Code and excerpt from lecture notes demonstrating application of the finite difference method (FDM) to steady-state flow in two dimensions. The extracted lecture note is taken from a course I taught entitled Advanced Computational Methods in Geotechnical Engineering.
Governing Equation
Steady-state groundwater flow in two-dimensions is governed by the differential equation
\[k_x \frac{\partial^2 h}{\partial x^2} + k_y \frac{\partial^2 h}{\partial y^2} = Q\]where \(k_x\) and \(k_y\) are the hydraulic conductivities in the \(x\) and \(y\) directions, respectively, \(h\) is the hydraulic head and \(Q\) represents source/sink in the flow domain. If the hydraulic conductivity is assumed to be isotropic, i.e. \(k_x = k_y = k\), and if source/sink terms are ignored in the flow domain, we get
\[\frac{\partial^2 h}{\partial x^2} + \frac{\partial^2 h}{\partial y^2} = 0\]which is a form of the well-know Laplace equation.
Spatial Discretization
The first step is to spatially discretize the domain over which we aim to solve the problem and define the boundary conditions. A typical 2D discretization is shown in the figure below where the two-dimensional domain is discretized with a uniform grid mesh i.e. \(\Delta x = \Delta y\).
FDM 2D grid
This is achieved by dividing the \(x\) and \(y\) directions into \(N_x\) and \(N_y\) number of elements, where for a square domain we have \(N = N_x = N_y\). In general, if \(L_x\) and \(L_y\) represent the dimensions in the \(x\) and \(y\) directions, we have
\[\Delta x = \frac{L_x}{N_x} \quad \text{and} \quad \Delta y = \frac{L_y}{N_y}\]The hydraulic head value at a given point in the domain, say \((x_i,y_j)\), is represented by
\[h(x_i,y_j) = h_{i,j}\]for \(i=0,1,\cdots,N_x\) and \(j=0,1,\cdots,N_y\). The boundary conditions are specified on some edges of the domain. For example, if the head values are known to be \(\bar{h}_1\) along \(x=0\) and \(x=L_x\) and \(\bar{h}_2\) along \(y=0\) and \(y=L_y\), we write
\[h_{0,j} = h_{N,j} = \bar{h}_1 \quad \text{and} \quad h_{i,0} = h_{i,N} = \bar{h}_2\]The next step is to approximate the partial derivatives in terms of difference equations. The finite difference approximations of the derivatives are given by
\[\begin{align} \frac{\partial^2 h}{\partial x^2} &= \frac{h_{i+1,j} - 2h_{i,j} + h_{i-1,j}}{\Delta x^2} \nonumber \\ \frac{\partial^2 h}{\partial y^2} &= \frac{h_{i,j+1} - 2h_{i,j} + h_{i,j-1}}{\Delta y^2} \end{align}\]Using these in simplified governing equation gives
\[\frac{h_{i+1,j} - 2h_{i,j} + h_{i-1,j}}{\Delta x^2} + \frac{h_{i,j+1} - 2h_{i,j} + h_{i,j-1}}{\Delta y^2} = 0\]For a uniform mesh size where \(\Delta x = \Delta y\), we get
\[h_{i,j-1} + h_{i-1,j} - 4h_{i,j} + h_{i+1,j} + h_{i,j+1} = 0\]This equation is represented by the five-point stencil with the highlighted nodes in the previous figure. It implies that the hydraulic head at point \((x_i,y_j)\) is obtained by averaging the values of neighboring points. The system of equation can now be derived for arbitrarily chosen grid mesh.

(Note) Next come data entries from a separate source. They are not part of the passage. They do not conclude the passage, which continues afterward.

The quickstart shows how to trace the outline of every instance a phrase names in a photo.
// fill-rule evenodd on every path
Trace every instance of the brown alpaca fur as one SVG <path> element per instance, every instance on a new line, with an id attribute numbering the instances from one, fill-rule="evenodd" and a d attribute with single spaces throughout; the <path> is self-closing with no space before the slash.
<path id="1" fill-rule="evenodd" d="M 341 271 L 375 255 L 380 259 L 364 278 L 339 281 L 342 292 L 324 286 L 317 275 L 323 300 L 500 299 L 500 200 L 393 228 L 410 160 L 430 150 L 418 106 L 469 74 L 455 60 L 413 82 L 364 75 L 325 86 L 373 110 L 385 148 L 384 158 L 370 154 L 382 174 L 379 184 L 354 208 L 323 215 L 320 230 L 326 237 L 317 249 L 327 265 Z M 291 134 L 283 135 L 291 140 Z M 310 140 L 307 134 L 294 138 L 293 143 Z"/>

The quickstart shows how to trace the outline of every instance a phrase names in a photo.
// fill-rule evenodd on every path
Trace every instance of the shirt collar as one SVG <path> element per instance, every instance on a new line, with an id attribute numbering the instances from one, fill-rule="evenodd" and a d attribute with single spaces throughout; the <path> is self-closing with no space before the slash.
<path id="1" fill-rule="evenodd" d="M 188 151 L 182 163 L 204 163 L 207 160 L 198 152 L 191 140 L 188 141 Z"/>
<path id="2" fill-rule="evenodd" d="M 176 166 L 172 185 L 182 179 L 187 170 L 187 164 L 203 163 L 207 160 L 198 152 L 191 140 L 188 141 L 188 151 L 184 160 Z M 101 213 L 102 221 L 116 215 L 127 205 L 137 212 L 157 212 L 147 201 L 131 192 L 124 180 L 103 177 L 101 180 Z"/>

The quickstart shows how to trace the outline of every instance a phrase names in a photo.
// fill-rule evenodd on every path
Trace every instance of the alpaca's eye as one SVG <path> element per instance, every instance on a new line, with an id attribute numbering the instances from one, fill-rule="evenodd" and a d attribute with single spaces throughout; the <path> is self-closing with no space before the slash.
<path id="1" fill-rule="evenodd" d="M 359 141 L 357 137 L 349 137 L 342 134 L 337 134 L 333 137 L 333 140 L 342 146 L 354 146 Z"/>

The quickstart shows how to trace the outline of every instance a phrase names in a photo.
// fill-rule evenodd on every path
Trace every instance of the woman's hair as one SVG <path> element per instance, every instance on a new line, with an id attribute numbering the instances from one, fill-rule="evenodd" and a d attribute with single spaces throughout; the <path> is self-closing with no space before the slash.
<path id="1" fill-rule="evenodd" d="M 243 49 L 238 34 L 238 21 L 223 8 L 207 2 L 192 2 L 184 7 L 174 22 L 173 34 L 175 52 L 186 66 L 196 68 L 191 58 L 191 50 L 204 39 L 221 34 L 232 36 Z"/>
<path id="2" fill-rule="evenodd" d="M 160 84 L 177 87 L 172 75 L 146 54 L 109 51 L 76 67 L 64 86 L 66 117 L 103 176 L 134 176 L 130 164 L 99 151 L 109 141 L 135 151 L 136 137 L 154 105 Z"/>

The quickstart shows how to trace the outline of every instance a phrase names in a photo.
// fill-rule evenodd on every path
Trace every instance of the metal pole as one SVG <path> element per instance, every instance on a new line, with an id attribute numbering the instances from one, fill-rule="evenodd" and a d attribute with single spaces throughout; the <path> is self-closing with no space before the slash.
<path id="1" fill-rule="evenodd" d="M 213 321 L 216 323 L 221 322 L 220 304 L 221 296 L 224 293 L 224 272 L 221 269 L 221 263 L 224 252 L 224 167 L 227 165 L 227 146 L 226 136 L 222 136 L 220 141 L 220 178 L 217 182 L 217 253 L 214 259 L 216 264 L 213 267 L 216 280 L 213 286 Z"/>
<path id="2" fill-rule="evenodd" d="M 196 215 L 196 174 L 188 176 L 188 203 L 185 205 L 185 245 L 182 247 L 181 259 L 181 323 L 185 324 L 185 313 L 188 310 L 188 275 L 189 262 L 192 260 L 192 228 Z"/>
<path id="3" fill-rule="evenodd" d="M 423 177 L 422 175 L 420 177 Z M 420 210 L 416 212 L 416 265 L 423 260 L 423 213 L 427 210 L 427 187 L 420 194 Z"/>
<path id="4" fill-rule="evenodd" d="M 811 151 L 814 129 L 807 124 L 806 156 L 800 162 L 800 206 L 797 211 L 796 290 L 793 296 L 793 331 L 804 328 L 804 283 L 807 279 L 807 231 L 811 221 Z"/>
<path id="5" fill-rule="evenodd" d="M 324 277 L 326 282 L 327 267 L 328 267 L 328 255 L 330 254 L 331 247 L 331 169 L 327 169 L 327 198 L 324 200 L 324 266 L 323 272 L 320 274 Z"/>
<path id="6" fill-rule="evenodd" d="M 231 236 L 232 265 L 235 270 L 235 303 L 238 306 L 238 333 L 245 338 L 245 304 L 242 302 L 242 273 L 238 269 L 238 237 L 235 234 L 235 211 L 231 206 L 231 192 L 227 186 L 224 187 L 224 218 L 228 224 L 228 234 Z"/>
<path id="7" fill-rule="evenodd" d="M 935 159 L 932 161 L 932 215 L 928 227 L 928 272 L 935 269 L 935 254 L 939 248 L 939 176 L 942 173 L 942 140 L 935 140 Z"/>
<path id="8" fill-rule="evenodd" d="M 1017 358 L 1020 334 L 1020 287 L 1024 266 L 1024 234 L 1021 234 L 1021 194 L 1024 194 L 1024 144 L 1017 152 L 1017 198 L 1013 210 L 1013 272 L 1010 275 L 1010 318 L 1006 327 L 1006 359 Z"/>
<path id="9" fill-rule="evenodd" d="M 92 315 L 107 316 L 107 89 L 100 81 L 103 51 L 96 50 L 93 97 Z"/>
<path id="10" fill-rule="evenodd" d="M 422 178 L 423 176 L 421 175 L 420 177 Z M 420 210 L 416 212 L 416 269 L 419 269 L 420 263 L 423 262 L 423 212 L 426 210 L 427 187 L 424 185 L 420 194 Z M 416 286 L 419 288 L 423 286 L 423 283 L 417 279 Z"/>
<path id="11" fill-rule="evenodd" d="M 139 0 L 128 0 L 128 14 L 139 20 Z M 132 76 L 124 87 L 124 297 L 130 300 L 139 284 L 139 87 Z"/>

Solution for \(N_x = N_y = 4\)
Consider a \(1~\mathrm{m} \times 1~\mathrm{m}\) grid divided into an equal number of elements \(N_x = N_y = 4\) in both directions (\(N_x+1 = N_y+1 = 5\) nodes in both directions) as shown in the figure below. The grid involves 25 nodes which are numbered as shown in the figure.
2D grid for \(N_x=N_y=4\)
Let’s assume that the following boundary conditions are defined for the hydraulic head (in arbitrary units):
\[\begin{alignat}{2} h &= 10 \qquad &&\text{for} \; y = 1 \nonumber \\ h &= 0 \qquad &&\text{for} \; x=0, x=1 \, \text{and} \, y = 0 \end{alignat}\]The boundary conditions imply the hydraulic head values are \(h = 0\) for nodes \(1,2,3,4,5,6,10,11,15,16~\text{and}~20\) and \(h = 10\) for nodes \(21,22,23,24~\text{and}~25\). The unknown nodes are \(7,8,9,12,13,14,17,18~\text{and}~19\). The finite difference equations at these unknown nodes can now be written based on the difference equation obtained earlier and according to the 5 point stencil illustrated.
-
For nodes 7, 8 and 9
\[\begin{align} -4h_7 + h_8 + h_{12} &= 0 \\ h_7 - 4h_8 + h_9 + h_{13} &= 0 \\ h_8 - 4h_9 + h_{14} &= 0 \end{align}\] -
For nodes 12, 13 and 14
\[\begin{align} h_7 - 4h_{12} + h_{13} + h_{17} &= 0 \\ h_8 + h_{12} - 4h_{13} + h_{14} + h_{18} &= 0 \\ h_9 + h_{13} - 4h_{14} + h_{19} &= 0 \end{align}\] -
For nodes 17, 18 and 19
\[\begin{align} h_{12} - 4h_{17} + h_{18} &= -10 \\ h_{13} + h_{17} - 4h_{18} + h_{19} &= -10 \\ h_{14} + h_{18} - 4h_{19} &= -10 \end{align}\]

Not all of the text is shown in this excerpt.